Eu posso te dizer que, [projetos de divisão de estados] tramitando na Casa, só tem quatro. Especulações, inúmeras. Isso não pode ser feito de forma irresponsável. Um estudo foi previsto na Constituinte de 1988 para fazer uma recomposição geopolítica. Isso foi feito por um grupo parlamentar e ministerial, que deveria apresentar um resultado em um prazo de um ano, focado principalmente na redução geopolítica da Amazônia. O constituinte de 1988 se preocupou com isso. Depois [o estudo] não foi feito, ou seja, não se cumpriu uma determinação da Constituinte de 1988, que seria fazer essa análise da geopolítica brasileira. Portanto, eu entendo que, onde quisermos criar estados, a exemplo dos já criados, será um grande avanço. Mas é necessário que se faça isso de uma forma responsável.
Uma vez aplicados os recursos na divisão, quanto tempo levará até serem verificados os retornos sócio-econômicos?
Esse gasto é um gasto que já tem hoje. O Pará mantém as escolas, os hospitais, a segurança pública, de forma precária. São gastos previstos na receita própria do estado, não vai aumentar gasto nem de um e nem de outro, não vai aumentar a taxa de impostos sobre o cidadão. Não se vai tirar dinheiro do governo federal para aplicar no novo estado. O próprio estado vai fazer uma inversão financeira para ter o benefício de uma melhor qualidade de vida. Se o Tocantins, em 20 anos, promoveu essa transformação extraordinária – e era o corredor da miséria em Goiânia, o que nós não somos -, temos um potencial extraordinário. Temos [Carajás] 70% do rebanho bovino do Estado do Pará, e isso significa o sétimo maior do Brasil; nós temos plataformas industriais formidáveis no setor do agronegócio; temos a Vale do Rio Doce investindo, nos próximos cinco anos, R$ 35 bilhões. Temos todo um potencial que precisa ser instrumentalizado pelo estado, ou então atrair novas empresas que abracem esse desafio conosco. Eu acho que esse resultado virá muito mais cedo do que foi no caso do Tocantins, por causa do potencial hoje existente.
Do ponto de vista econômico, a divisão também traria vantagens?
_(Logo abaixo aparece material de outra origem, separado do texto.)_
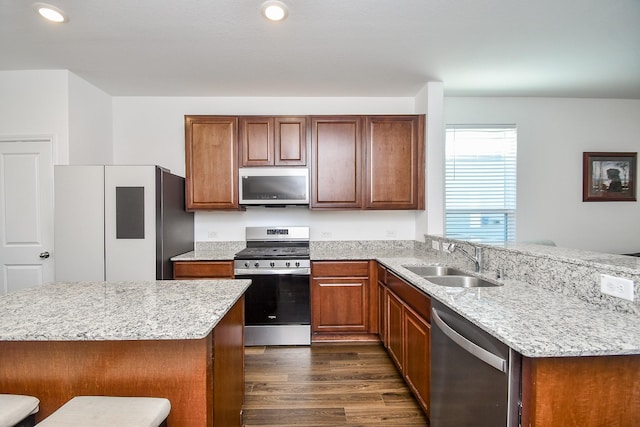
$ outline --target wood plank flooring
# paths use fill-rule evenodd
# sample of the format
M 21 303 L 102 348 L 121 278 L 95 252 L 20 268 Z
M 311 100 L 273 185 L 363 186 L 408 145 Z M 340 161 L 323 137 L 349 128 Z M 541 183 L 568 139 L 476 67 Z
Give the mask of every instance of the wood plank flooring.
M 428 426 L 379 343 L 245 349 L 245 427 Z

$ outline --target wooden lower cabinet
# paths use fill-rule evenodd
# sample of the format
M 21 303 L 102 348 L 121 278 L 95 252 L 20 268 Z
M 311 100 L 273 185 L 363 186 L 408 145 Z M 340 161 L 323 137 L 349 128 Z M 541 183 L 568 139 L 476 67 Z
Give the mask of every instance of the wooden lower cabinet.
M 407 306 L 403 321 L 404 379 L 429 415 L 431 325 Z
M 523 357 L 522 425 L 640 425 L 640 355 Z
M 174 261 L 173 278 L 233 279 L 233 261 Z
M 387 351 L 400 372 L 404 371 L 403 304 L 392 292 L 387 292 Z
M 378 268 L 381 340 L 418 403 L 429 415 L 431 300 L 412 285 Z
M 36 422 L 74 396 L 158 396 L 170 426 L 239 427 L 243 320 L 244 297 L 201 339 L 2 341 L 0 391 L 37 396 Z
M 372 309 L 370 302 L 372 298 L 377 301 L 377 292 L 370 289 L 372 265 L 373 262 L 369 261 L 311 263 L 311 331 L 314 340 L 366 340 L 377 332 L 377 311 Z M 372 327 L 374 324 L 375 328 Z

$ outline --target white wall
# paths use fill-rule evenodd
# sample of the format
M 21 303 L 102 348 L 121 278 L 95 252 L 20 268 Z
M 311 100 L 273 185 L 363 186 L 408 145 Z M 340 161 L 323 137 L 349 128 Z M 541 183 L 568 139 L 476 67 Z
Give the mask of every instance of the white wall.
M 113 163 L 111 96 L 69 73 L 69 164 Z
M 640 101 L 445 98 L 444 106 L 445 124 L 517 125 L 518 240 L 640 251 L 640 202 L 582 201 L 582 153 L 637 152 Z
M 414 114 L 414 98 L 181 98 L 113 99 L 114 161 L 158 164 L 184 176 L 184 116 Z M 309 225 L 313 240 L 414 240 L 416 214 L 319 212 L 306 208 L 249 208 L 197 212 L 196 241 L 244 240 L 246 226 Z
M 69 160 L 68 71 L 0 71 L 0 136 L 53 138 L 53 161 Z

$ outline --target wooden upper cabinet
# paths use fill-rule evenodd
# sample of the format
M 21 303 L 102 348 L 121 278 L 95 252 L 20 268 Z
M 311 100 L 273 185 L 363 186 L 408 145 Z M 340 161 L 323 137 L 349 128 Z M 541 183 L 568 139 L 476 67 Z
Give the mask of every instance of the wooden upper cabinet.
M 362 126 L 359 116 L 311 118 L 311 207 L 362 207 Z
M 366 209 L 424 209 L 424 116 L 369 116 Z
M 187 210 L 238 209 L 238 119 L 185 116 Z
M 306 117 L 240 117 L 240 165 L 305 166 Z

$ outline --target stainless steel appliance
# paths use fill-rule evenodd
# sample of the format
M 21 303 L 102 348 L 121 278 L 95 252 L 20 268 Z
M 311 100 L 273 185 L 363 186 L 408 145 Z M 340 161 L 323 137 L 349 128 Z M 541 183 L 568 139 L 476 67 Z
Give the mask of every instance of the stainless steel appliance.
M 155 165 L 55 167 L 56 280 L 173 278 L 193 250 L 184 178 Z
M 309 170 L 306 167 L 240 168 L 241 205 L 308 205 Z
M 245 293 L 245 345 L 311 344 L 309 227 L 247 227 L 234 275 Z
M 438 301 L 431 313 L 431 427 L 517 427 L 521 357 Z

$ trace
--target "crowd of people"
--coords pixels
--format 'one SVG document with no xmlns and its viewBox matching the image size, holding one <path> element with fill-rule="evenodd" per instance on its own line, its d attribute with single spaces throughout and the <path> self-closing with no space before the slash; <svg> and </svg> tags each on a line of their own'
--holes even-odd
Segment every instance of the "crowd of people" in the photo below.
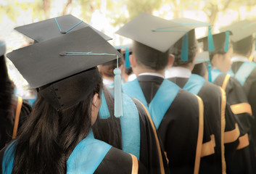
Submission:
<svg viewBox="0 0 256 174">
<path fill-rule="evenodd" d="M 34 42 L 0 41 L 0 173 L 256 173 L 255 25 L 141 13 L 129 47 L 71 14 L 15 28 Z"/>
</svg>

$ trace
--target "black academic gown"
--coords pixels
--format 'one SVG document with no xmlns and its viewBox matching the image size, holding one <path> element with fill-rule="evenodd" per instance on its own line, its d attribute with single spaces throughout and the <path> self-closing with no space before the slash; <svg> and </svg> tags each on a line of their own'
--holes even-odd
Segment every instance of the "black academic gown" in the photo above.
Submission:
<svg viewBox="0 0 256 174">
<path fill-rule="evenodd" d="M 2 174 L 2 161 L 6 147 L 0 151 L 0 174 Z M 111 147 L 94 173 L 96 174 L 144 174 L 145 167 L 134 156 Z M 8 173 L 11 174 L 11 173 Z"/>
<path fill-rule="evenodd" d="M 154 98 L 163 80 L 152 75 L 138 77 L 148 104 Z M 172 92 L 171 88 L 170 92 Z M 170 160 L 171 173 L 194 173 L 195 166 L 200 162 L 199 158 L 195 160 L 197 152 L 201 154 L 202 141 L 200 142 L 199 139 L 200 137 L 202 138 L 203 136 L 203 115 L 199 114 L 202 112 L 199 109 L 200 100 L 180 89 L 158 128 Z"/>
<path fill-rule="evenodd" d="M 104 91 L 110 117 L 98 119 L 93 126 L 95 138 L 102 140 L 116 148 L 122 149 L 122 133 L 120 118 L 114 116 L 114 99 L 106 89 Z M 140 157 L 139 161 L 146 168 L 147 173 L 169 173 L 168 160 L 158 133 L 150 116 L 143 104 L 133 99 L 139 115 L 140 123 Z"/>
<path fill-rule="evenodd" d="M 0 150 L 4 148 L 6 144 L 12 140 L 13 126 L 15 118 L 15 112 L 17 104 L 17 97 L 13 96 L 12 99 L 12 106 L 8 112 L 0 110 L 1 118 L 5 117 L 5 120 L 0 123 Z M 23 100 L 21 107 L 19 126 L 23 124 L 31 112 L 31 107 L 29 103 Z M 19 128 L 17 132 L 19 131 Z"/>
<path fill-rule="evenodd" d="M 189 78 L 171 78 L 168 80 L 176 83 L 181 88 L 183 88 Z M 233 113 L 226 104 L 226 95 L 220 88 L 205 81 L 198 93 L 198 96 L 204 103 L 204 118 L 205 130 L 206 135 L 210 135 L 212 139 L 209 141 L 207 136 L 204 136 L 203 146 L 210 149 L 211 141 L 215 141 L 215 146 L 214 152 L 208 150 L 208 153 L 202 154 L 200 173 L 226 173 L 226 167 L 228 169 L 230 161 L 234 157 L 236 147 L 238 144 L 238 139 L 234 138 L 232 141 L 225 144 L 225 132 L 232 131 L 235 129 L 236 121 Z M 224 106 L 222 106 L 222 104 Z M 224 107 L 224 108 L 223 108 Z M 225 109 L 225 115 L 222 110 Z M 223 140 L 221 140 L 221 138 Z M 224 141 L 224 142 L 223 142 Z M 224 153 L 225 151 L 225 155 Z"/>
<path fill-rule="evenodd" d="M 244 62 L 234 62 L 232 63 L 231 69 L 234 75 L 237 72 Z M 252 62 L 253 63 L 253 62 Z M 247 75 L 244 74 L 244 75 Z M 249 147 L 251 153 L 252 165 L 254 173 L 256 173 L 256 68 L 255 68 L 248 75 L 244 85 L 242 86 L 244 92 L 247 96 L 248 102 L 251 105 L 252 112 L 252 119 L 251 120 L 251 130 L 249 135 Z"/>
</svg>

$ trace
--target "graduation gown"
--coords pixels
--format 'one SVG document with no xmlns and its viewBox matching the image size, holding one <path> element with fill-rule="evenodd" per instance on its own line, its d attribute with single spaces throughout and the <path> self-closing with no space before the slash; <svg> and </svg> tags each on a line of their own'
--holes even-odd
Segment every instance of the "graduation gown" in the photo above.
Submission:
<svg viewBox="0 0 256 174">
<path fill-rule="evenodd" d="M 203 140 L 203 149 L 207 149 L 202 154 L 200 172 L 201 173 L 226 173 L 226 163 L 228 164 L 232 159 L 238 144 L 238 136 L 232 135 L 234 138 L 231 139 L 228 144 L 225 139 L 225 134 L 236 129 L 236 121 L 228 107 L 226 104 L 225 92 L 220 88 L 205 81 L 201 76 L 193 75 L 188 69 L 181 67 L 172 68 L 173 75 L 168 80 L 176 83 L 181 88 L 186 85 L 189 77 L 194 78 L 194 81 L 191 83 L 196 84 L 202 81 L 201 88 L 197 91 L 197 94 L 202 99 L 204 103 L 205 135 Z M 187 72 L 187 73 L 186 73 Z M 177 77 L 178 76 L 178 77 Z M 197 86 L 199 84 L 196 84 Z M 189 88 L 189 91 L 194 93 L 195 91 Z M 224 109 L 225 112 L 223 112 Z M 209 140 L 209 134 L 210 139 Z M 214 146 L 212 146 L 212 144 Z M 212 149 L 213 147 L 213 149 Z"/>
<path fill-rule="evenodd" d="M 164 79 L 150 75 L 139 75 L 137 79 L 149 104 Z M 134 92 L 137 90 L 132 88 Z M 172 88 L 169 92 L 173 92 Z M 199 171 L 203 136 L 202 107 L 199 97 L 178 88 L 177 95 L 159 125 L 157 130 L 170 160 L 171 173 L 197 173 Z M 160 115 L 156 114 L 155 116 Z"/>
<path fill-rule="evenodd" d="M 4 159 L 4 156 L 8 155 L 8 152 L 13 151 L 13 148 L 9 148 L 9 146 L 5 147 L 0 152 L 1 174 L 6 170 L 2 168 L 3 166 L 8 165 L 9 163 Z M 7 170 L 10 170 L 5 172 L 5 174 L 11 173 L 12 170 L 11 165 L 8 167 L 9 168 Z M 88 135 L 75 147 L 71 153 L 67 161 L 67 173 L 136 174 L 147 173 L 147 171 L 135 156 L 94 139 L 93 136 Z"/>
<path fill-rule="evenodd" d="M 101 119 L 98 116 L 97 120 L 93 125 L 94 136 L 96 138 L 107 142 L 119 149 L 123 149 L 123 146 L 125 145 L 123 144 L 122 141 L 120 119 L 123 118 L 114 116 L 114 99 L 109 91 L 104 88 L 104 94 L 110 117 Z M 133 135 L 134 136 L 139 136 L 140 138 L 139 157 L 138 160 L 145 166 L 148 173 L 169 173 L 168 160 L 150 115 L 139 101 L 134 99 L 132 99 L 132 101 L 137 108 L 139 118 L 139 132 L 135 133 L 135 135 Z M 129 104 L 134 104 L 133 103 Z M 133 120 L 133 118 L 130 117 L 131 119 Z M 136 120 L 131 121 L 136 124 Z M 133 126 L 133 125 L 131 126 Z M 134 129 L 134 127 L 131 128 Z M 136 135 L 136 133 L 139 133 L 139 135 Z M 133 147 L 130 146 L 128 148 L 131 149 Z M 131 153 L 132 154 L 132 152 Z"/>
<path fill-rule="evenodd" d="M 4 110 L 0 110 L 1 118 L 4 117 L 5 120 L 5 121 L 0 123 L 0 150 L 4 148 L 6 144 L 12 140 L 17 105 L 17 97 L 13 96 L 12 99 L 12 106 L 8 112 L 7 112 Z M 32 109 L 29 103 L 27 101 L 23 100 L 20 114 L 18 128 L 20 128 L 23 123 L 27 120 L 31 110 Z M 17 131 L 19 131 L 19 128 Z"/>
</svg>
Medido pelo censo de 2010: já há uma migração natural para aquelas regiões, o que nos permite dizer que essa migração já existe apenas na esperança de que oportunidades de negócio, de emprego, possam ali agregar. Observe que, na região Norte, considerando-se a população entre 2000 e 2010, sendo a média de crescimento da população nacional de 12,5% no período, o estado do Pará cresceu 40%. Em Carajás, a soma dos nossos 39 municípios vai gerar um crescimento de 38%. Significa dizer que há uma migração natural para a região Norte. No Acre, no Amazonas, todos com migrações extraordinárias de pessoas em busca de novas fronteiras, de oportunidade de emprego, de renda, em busca de qualidade de vida, de um trabalho melhor, com dignidade. Essa migração é intensamente da região Nordeste. Isso não vai diminuir. Pelo contrário, vai aumentar com a criação de um novo estado, mas gerando oportunidades para todos os brasileiros. O potencial é muito grande. Falta gerenciamento, e é isso o que nós queremos para a região.